In the case with the new SSO (Fig. 11b, d), stronger winds can be seen throughout the polar vortex region when OGWMF is redistributed. This zonal wind signal is partly statistically significant in the individual boreal winter months (see Supplement), but the temperature signal in the high latitudes is robust even in the seasonal mean differences. The southern high-latitude lower stratosphere shows colder air and the higher stratosphere warmer air, and this is the case from April through September. This shows that in the case with the new SSO, the dynamical response to GW redistribution is somewhat different than in the case with the old SSO, and it cannot be explained by altered OGW forcing in the same manner. In principle, the abilities of GWs to propagate to higher levels as discussed above, resulting in reduced drag below around 10 hPa and enhanced drag above, are consistent with the temperature differences, and that again would be consistent with enhanced subsidence at lower altitudes and reduced subsidence above. However, the polar vortex strength also increases at levels above 10 hPa, where the total drag by OGWs is strongly enhanced (see Fig. S9). This again emphasises the non-linear nature of the response of high-latitude stratospheric dynamics to forcings, and an in-depth analysis of feedbacks between GWs, planetary waves and the mean flow would be necessary to gain a conclusive understanding of the modelled response to the GW redistribution. This includes its sensitivity to the background state (which Sigmond and Scinocca, 2010, showed to control wave propagation conditions and its sensitivity to changes) as indicated by the differences between the response in the new and old SSO case.
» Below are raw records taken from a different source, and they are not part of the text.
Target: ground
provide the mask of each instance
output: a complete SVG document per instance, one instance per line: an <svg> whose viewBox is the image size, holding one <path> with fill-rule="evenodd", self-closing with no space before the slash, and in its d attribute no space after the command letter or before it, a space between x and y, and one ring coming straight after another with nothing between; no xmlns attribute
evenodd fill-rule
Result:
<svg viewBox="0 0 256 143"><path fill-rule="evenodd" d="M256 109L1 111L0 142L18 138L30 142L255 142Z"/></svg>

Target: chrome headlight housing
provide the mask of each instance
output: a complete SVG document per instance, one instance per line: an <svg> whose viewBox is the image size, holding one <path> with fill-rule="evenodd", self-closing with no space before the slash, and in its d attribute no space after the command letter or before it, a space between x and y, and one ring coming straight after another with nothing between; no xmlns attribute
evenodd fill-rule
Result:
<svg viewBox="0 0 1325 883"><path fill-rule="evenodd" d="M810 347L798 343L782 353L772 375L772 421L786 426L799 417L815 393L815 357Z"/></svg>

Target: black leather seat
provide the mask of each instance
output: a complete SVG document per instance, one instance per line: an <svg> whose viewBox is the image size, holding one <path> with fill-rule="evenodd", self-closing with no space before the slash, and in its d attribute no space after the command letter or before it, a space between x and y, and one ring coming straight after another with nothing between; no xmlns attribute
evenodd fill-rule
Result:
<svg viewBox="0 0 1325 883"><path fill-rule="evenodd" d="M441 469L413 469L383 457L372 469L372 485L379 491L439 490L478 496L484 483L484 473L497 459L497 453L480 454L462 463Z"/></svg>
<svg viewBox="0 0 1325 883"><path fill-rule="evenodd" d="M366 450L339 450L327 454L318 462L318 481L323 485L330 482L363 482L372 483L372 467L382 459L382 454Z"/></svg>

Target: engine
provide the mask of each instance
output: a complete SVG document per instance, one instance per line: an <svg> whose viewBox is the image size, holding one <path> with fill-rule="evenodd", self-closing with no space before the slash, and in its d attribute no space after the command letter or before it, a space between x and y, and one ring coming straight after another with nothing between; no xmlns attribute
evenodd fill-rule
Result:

Another property of the Antarctic polar vortex that is of high interest is the day of the year of its breakdown (final warming). The persistence of the polar vortex through spring is relevant because of both ozone chemistry and its impact on tropospheric dynamics. In Fig. 12 we show the distribution of the stratospheric final warming day of the year for the four simulations. Following, for example, Black and McDaniel (2007) and de la Cámara et al. (2016), the final warming day of the year is diagnosed by using 5 d running means of daily data to calculate the final warming date as the last time that the zonal-mean zonal westerly wind at 60∘ S drops below 10 m s−1 until the subsequent autumn. Figure 12 shows that GW redistribution slightly shifts the mean of the final warming date to later times in the year, though this is barely statistically significant. With the old SSO, the median is shifted from day 298 to day 301 and with the new SSO from day 298 to day 303. In contrast to many other models, in EMAC the Antarctic polar vortex tends to break down too early (Jöckel et al., 2016) compared to reanalysis data (e.g. de la Cámara et al., 2016, found day ∼ 315 to be the median in ERA-Interim), and thus the redistribution acts to improve the model in this regard. Note that the structures of the final warming day distributions also change, in general towards a larger spread of the final warming date. These results are in line with the study by Gupta et al. (2021), who state that parameterised GW drag at 60∘ S generally provides more than half of the wind deceleration for the Antarctic polar vortex breakdown, and occasionally the amount can even be as high as the total necessary deceleration. Note further that the generally stronger OGWMF with the new SSO compared to the old one alters the final warming day distribution, but not its median value. As before, it will be of interest to study the interaction between GWs, planetary waves and the mean flow to more thoroughly understand this behaviour.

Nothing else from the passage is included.